Some weeks ago, I had the opportunity to talk with Susan Guarneri, a career coach who’s so devoted to her craft that she took about an hour to talk about this subject on her birthday. Susan is the holder of a host of coaching certifications, including the National Certified Counselor and National Certified Career Counselor certifications; is co-author of Job Search Bloopers: Every Mistake You Can Make on the Road to Career Suicide…and How to Avoid Them with Laura DeCarlo; and is the mind behind the Career Goddess blog.
In a wide-ranging conversation, we touched on the subject of career coaches and what a job seeker ought to know about career coaches. It was a very informative conversation and hope you see something of value here, too. So without further ado, let me present Susan Guarneri, the Career Assessment Goddess!
Q: What should a job seeker expect when working with a career coach?
A: There’s a widespread misconception that coaches fix problems. It’s about collaboration. It’s about two minds coming together. A good coach invites interactivity with the client. And it’s important to talk with a person and find chemistry. It’s about being able to establish trust.
Q: Can you enlarge upon “accountability plan?”
A: An accountability plan moves you closer to your goal in the coaching process. Homework from a counselor is part of an accountability plan. Each person’s needs are different and counseling must be responsive to unfolding developments.
Q: What should a job seeker know about career coaches?
A: Be sure you are dealing with a professional who does have training and certifications. Several programs are accredited by the International Coach Federation, the largest global association for coaches. Caution may be warranted for those billing themselves as coaches who lack the appropriate credentials. Susan Whitcomb, author of eight books about job search and career management, is President of Career Coach Academy, which also offers well regarded programs for career coaches.
Q: What questions should a job seeker not ask of a coach?

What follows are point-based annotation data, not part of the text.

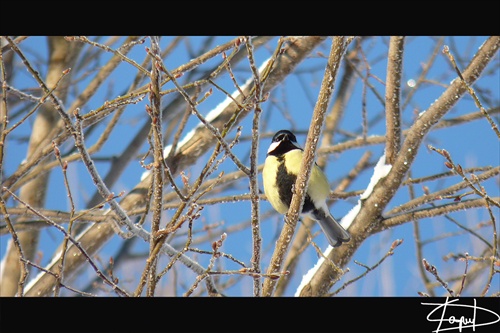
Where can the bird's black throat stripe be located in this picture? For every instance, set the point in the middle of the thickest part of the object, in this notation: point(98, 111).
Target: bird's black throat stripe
point(285, 182)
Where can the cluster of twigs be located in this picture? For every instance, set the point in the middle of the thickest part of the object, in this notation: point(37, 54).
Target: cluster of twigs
point(172, 97)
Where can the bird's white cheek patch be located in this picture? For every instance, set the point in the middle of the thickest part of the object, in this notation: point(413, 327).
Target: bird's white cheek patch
point(273, 146)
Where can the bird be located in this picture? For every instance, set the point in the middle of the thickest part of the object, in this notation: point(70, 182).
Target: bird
point(281, 168)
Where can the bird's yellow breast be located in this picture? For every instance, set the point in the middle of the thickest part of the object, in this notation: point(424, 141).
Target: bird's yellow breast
point(282, 172)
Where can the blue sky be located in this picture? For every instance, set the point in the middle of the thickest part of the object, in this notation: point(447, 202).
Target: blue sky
point(398, 275)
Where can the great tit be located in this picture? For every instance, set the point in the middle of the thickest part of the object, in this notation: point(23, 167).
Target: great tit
point(281, 168)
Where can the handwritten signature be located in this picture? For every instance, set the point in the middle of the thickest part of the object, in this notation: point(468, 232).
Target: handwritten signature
point(455, 321)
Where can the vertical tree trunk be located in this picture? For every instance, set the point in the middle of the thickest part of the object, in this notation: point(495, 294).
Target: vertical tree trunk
point(62, 55)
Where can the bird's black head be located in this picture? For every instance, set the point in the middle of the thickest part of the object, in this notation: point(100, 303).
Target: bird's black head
point(283, 135)
point(283, 142)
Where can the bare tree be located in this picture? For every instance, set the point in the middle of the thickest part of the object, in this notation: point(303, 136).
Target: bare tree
point(140, 174)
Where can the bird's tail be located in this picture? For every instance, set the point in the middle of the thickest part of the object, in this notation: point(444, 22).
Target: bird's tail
point(333, 231)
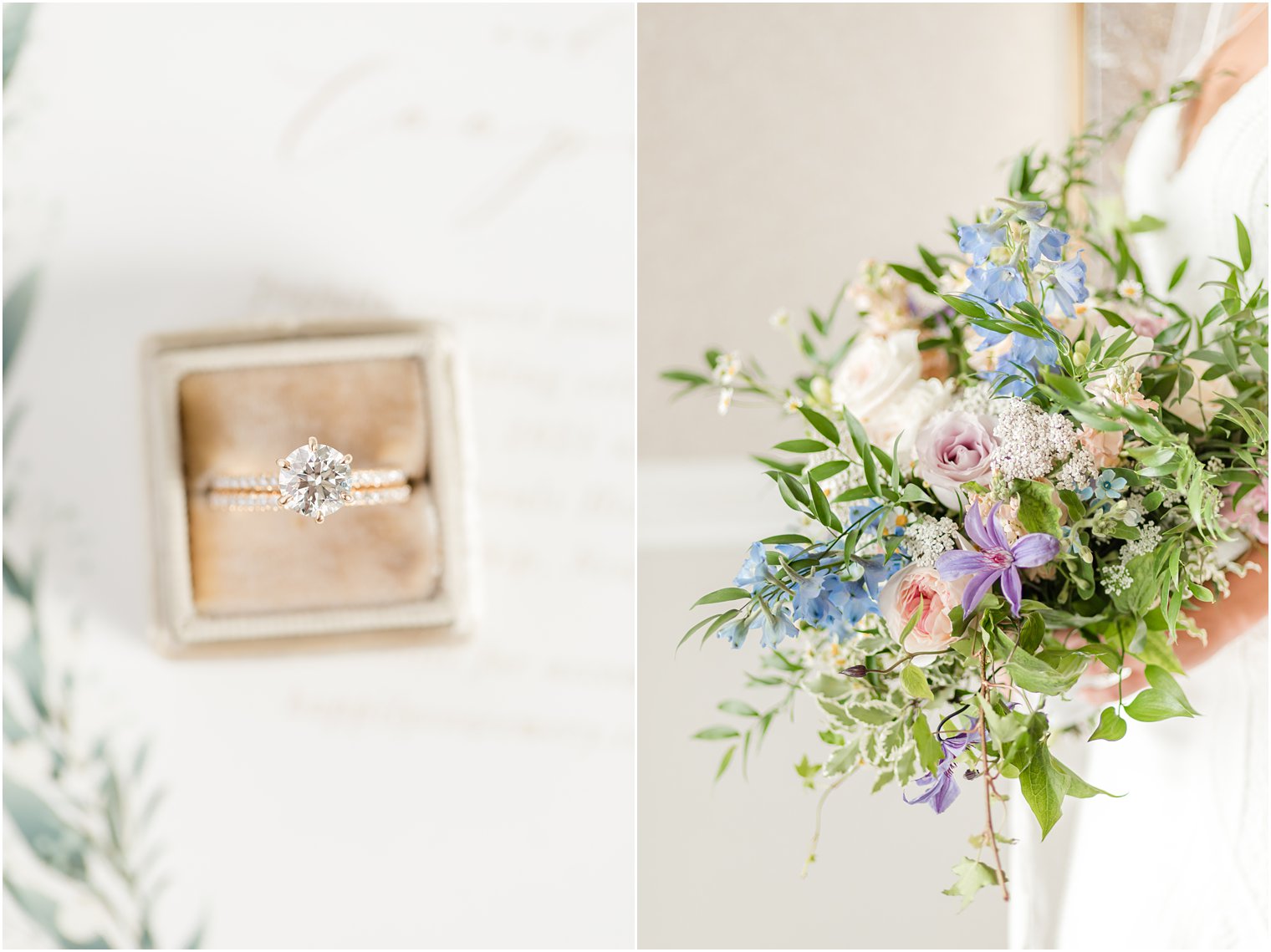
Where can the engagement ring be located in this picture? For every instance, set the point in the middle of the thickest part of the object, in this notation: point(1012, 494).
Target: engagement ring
point(314, 481)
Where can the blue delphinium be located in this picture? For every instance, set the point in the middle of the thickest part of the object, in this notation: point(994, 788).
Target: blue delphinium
point(997, 283)
point(819, 599)
point(979, 241)
point(1106, 487)
point(1031, 244)
point(1069, 285)
point(754, 570)
point(777, 625)
point(1024, 359)
point(1045, 243)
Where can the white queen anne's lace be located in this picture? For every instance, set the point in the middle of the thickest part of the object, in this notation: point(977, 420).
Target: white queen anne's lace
point(926, 538)
point(1029, 440)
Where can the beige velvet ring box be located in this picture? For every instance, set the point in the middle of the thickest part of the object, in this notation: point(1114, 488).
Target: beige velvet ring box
point(230, 403)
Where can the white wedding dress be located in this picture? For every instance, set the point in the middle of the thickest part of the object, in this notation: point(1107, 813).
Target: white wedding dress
point(1180, 862)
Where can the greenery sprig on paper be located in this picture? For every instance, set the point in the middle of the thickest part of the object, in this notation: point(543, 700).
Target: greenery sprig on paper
point(1002, 481)
point(84, 864)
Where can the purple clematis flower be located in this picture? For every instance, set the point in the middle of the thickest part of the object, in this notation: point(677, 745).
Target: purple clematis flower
point(942, 788)
point(995, 559)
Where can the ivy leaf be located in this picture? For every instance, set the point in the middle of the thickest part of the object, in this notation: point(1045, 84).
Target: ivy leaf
point(972, 876)
point(722, 595)
point(1077, 787)
point(1044, 787)
point(913, 681)
point(1038, 510)
point(1033, 674)
point(1111, 726)
point(929, 750)
point(1162, 700)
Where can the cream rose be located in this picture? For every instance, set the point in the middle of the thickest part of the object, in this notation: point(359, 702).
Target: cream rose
point(1200, 403)
point(1104, 445)
point(906, 416)
point(919, 588)
point(876, 371)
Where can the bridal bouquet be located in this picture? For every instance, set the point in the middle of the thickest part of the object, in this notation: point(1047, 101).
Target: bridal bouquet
point(1001, 478)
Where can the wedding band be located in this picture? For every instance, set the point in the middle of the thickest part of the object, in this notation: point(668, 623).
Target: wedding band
point(314, 481)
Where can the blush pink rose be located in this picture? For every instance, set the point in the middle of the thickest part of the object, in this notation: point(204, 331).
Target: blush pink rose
point(1144, 322)
point(1104, 445)
point(919, 588)
point(1247, 514)
point(955, 448)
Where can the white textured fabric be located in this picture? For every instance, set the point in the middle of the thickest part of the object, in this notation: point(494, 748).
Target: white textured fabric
point(1224, 175)
point(1181, 862)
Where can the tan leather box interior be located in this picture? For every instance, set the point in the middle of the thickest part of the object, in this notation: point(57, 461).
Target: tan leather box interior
point(238, 422)
point(229, 403)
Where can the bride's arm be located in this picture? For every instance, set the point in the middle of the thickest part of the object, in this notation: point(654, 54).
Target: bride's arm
point(1224, 620)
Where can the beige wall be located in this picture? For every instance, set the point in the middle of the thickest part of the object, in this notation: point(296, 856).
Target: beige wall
point(777, 148)
point(781, 145)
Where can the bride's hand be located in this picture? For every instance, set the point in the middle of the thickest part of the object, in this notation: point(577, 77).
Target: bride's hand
point(1224, 620)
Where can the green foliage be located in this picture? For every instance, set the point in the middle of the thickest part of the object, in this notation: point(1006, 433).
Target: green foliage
point(1136, 546)
point(972, 876)
point(1111, 726)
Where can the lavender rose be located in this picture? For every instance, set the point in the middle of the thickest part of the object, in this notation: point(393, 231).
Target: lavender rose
point(953, 449)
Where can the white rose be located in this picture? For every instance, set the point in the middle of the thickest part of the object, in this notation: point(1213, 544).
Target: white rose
point(875, 373)
point(906, 416)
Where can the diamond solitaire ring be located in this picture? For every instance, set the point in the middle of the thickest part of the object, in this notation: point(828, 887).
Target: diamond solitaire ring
point(314, 481)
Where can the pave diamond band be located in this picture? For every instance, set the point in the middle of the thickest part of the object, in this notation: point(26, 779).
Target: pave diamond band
point(264, 483)
point(314, 481)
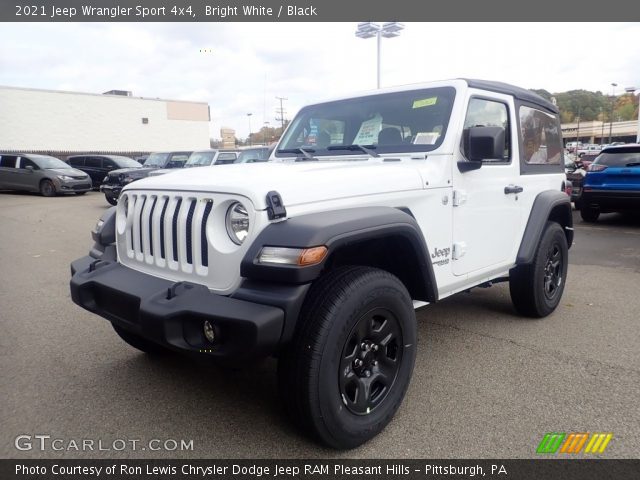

A: Prospects often ask, what is your success rate? Coaches are not recruiters; they do not find interviews for you or “place” you in a job. Coaches guide clients through a collaborative process that often includes client insight and deeper awareness, relevant research strategies and tools, and action steps to reach the client’s stated goals.
Q: In your experience as a career counselor, what else should job seekers do that many don’t know to do?
A: Uncover and express their personal brand to capture the prospective employer’s attention in an extremely competitive job market. Microsoft released a survey in December 2009 that found 79% of hiring managers and recruiters in the U.S. conduct online searches of prospective candidates and 70% of those employers and recruiters have ruled out candidates based on what they found online. One immediate way to take charge of your personal brand is to buy your domain name. For less than one dollar a month, you can have your own domain name.